Os coleccionadores de Chipre utilizam frequentemente:
- Cartas de pedido localizadas que fazem referência ao direito cipriota
- Chamadas telefónicas e visitas ao local
- Negociações de acordos e planos de pagamento estruturados
- Preparação imediata para um litígio se a cooperação for limitada
Muitas dívidas internacionais em Chipre são resolvidas durante esta fase amigável, porque o devedor compreende que a escalada terá lugar nos tribunais cipriotas.
- Fase judicial para credores estrangeiros
Se a cobrança extrajudicial falhar, inicia-se um processo judicial em Chipre. Os credores estrangeiros devem apresentar o seu pedido de indemnização através de um advogado cipriota. Mais uma vez, a maior parte dos litígios comerciais são tratados pelos tribunais distritais.

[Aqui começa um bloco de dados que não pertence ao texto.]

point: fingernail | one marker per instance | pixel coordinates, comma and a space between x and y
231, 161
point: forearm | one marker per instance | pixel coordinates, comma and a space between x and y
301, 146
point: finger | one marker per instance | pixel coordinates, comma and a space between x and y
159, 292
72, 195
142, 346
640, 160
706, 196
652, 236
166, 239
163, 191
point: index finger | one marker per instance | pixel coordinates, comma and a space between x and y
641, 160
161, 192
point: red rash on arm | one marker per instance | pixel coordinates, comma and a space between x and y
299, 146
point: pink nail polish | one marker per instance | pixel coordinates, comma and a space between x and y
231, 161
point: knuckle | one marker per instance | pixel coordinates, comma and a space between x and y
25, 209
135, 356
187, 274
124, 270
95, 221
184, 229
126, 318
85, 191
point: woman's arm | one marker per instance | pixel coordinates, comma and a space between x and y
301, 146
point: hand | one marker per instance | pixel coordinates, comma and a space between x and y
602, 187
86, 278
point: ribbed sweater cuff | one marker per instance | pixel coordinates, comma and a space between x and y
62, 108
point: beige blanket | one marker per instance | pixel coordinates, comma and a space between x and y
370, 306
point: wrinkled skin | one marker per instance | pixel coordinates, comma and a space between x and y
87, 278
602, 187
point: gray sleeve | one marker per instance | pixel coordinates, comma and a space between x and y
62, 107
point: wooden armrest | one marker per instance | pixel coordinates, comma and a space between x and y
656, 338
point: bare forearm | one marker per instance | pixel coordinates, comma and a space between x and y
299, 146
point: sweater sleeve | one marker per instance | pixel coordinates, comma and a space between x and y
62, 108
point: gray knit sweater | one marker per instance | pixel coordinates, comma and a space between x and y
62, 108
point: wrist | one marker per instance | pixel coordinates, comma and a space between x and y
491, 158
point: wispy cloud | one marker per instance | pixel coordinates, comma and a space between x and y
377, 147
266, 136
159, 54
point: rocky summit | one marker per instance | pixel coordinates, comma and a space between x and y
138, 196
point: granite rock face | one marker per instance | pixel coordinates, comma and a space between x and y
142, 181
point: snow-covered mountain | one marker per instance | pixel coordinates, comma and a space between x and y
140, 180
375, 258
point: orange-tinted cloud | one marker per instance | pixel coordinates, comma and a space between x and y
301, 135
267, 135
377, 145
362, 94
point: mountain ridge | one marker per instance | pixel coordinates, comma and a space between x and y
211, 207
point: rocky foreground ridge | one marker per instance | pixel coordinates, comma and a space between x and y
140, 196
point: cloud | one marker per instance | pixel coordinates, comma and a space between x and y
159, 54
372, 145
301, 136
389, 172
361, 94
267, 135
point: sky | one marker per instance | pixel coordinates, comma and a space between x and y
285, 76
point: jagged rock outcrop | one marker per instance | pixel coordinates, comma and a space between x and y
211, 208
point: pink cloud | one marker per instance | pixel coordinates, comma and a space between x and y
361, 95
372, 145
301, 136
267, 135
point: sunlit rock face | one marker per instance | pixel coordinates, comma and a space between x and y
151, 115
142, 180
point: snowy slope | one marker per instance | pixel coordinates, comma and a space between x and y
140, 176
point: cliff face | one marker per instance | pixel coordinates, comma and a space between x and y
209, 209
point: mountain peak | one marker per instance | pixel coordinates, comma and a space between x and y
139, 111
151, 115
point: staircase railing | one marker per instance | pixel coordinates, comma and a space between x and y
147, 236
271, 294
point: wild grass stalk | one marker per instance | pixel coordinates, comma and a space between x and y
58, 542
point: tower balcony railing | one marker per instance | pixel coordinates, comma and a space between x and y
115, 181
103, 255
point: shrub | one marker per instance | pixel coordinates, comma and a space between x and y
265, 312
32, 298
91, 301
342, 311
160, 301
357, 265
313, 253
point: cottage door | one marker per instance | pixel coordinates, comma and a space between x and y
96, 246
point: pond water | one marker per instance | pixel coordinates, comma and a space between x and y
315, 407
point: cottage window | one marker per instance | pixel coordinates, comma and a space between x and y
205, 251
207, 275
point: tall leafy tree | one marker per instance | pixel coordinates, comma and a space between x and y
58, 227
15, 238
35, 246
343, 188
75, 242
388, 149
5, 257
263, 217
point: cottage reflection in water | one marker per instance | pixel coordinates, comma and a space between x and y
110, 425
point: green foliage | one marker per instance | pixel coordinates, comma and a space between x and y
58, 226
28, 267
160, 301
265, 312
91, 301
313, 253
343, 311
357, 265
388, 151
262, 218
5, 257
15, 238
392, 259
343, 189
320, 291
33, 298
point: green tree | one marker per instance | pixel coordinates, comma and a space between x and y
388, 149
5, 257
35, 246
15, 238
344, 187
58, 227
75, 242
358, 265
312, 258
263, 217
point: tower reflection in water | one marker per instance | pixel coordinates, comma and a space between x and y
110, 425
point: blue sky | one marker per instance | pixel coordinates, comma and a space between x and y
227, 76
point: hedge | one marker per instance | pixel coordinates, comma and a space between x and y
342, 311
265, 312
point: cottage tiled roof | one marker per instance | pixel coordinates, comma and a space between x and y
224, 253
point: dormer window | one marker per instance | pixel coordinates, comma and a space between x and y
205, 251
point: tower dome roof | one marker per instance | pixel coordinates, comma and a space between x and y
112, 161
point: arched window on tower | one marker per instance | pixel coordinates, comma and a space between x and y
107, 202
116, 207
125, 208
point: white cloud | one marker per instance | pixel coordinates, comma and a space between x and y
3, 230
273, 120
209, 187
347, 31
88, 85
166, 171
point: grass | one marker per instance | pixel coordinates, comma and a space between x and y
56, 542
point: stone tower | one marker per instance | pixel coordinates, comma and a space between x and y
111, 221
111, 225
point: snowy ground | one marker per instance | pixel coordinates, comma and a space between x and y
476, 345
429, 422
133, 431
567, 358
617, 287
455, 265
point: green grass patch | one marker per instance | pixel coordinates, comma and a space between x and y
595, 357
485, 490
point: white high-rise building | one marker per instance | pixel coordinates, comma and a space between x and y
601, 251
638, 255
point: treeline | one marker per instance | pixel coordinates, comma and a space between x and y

Se o credor estrangeiro já tiver uma decisão do seu próprio país, o reconhecimento e a execução dependem da jurisdição:
- Decisões judiciais da UE (proferidas antes do Brexit para o Reino Unido) são executórias em Chipre ao abrigo do Regulamento Bruxelas I.
- Decisões de países com acordos bilaterais (por exemplo, a Rússia e alguns países do Médio Oriente) também podem ser reconhecidos.
- Outras sentenças estrangeiras pode ainda ser executória ao abrigo do processo de reconhecimento de direito comum, mas tal exige uma ação judicial separada em Chipre.
Uma vez reconhecidos, os instrumentos de execução são idênticos aos utilizados para os credores locais.
Porque é que a presença local é importante
O Chipre tem um ambiente jurídico favorável ao devedor em muitos aspectos, o que significa que os atrasos são comuns e os processos beneficiam significativamente da intervenção direta local. Os credores estrangeiros têm muitas vezes dificuldade em navegar no sistema jurídico sem ajuda profissional, especialmente quando o devedor fala outra língua e os documentos têm de seguir as regras processuais e de formatação locais.
É por isso que a cobrança de dívidas internacionais em Chipre depende fortemente de agências e escritórios de advogados locais; só eles podem atuar imediatamente, compreender a cultura empresarial nacional e agir no âmbito da estrutura jurídica cipriota.
O Plataforma Oddcoll torna a recuperação de dívidas internacionais rápida, simples e eficaz. Em vez de perder tempo a navegar em leis estrangeiras, línguas e agências lentas, terá acesso imediato aos melhores especialistas locais em cobrança de dívidas no próprio país do devedor. Todos os casos são tratados no terreno por agências e escritórios de advogados de alto desempenho, selecionados a dedo pelos seus resultados. Só paga quando a cobrança é bem sucedida, o que torna todo o processo completamente isento de riscos.
Em Chipre, o prazo de prescrição dos créditos é de seis anos a contar da data do último pagamento ou reconhecimento da dívida. Os credores devem estar cientes deste prazo e tomar medidas dentro do período de prescrição para recuperar a dívida. Em Chipre, estão igualmente disponíveis mecanismos alternativos de resolução de litígios, como a mediação e a arbitragem. Estes mecanismos podem ser uma forma mais rápida e menos formal de resolver litígios e recuperar dívidas não pagas. Se o devedor não puder pagar, a execução de um crédito pode ser efectuada através da obtenção de um título executivo do tribunal. Esta permite ao credor apreender bens ou penhorar salários para recuperar a dívida.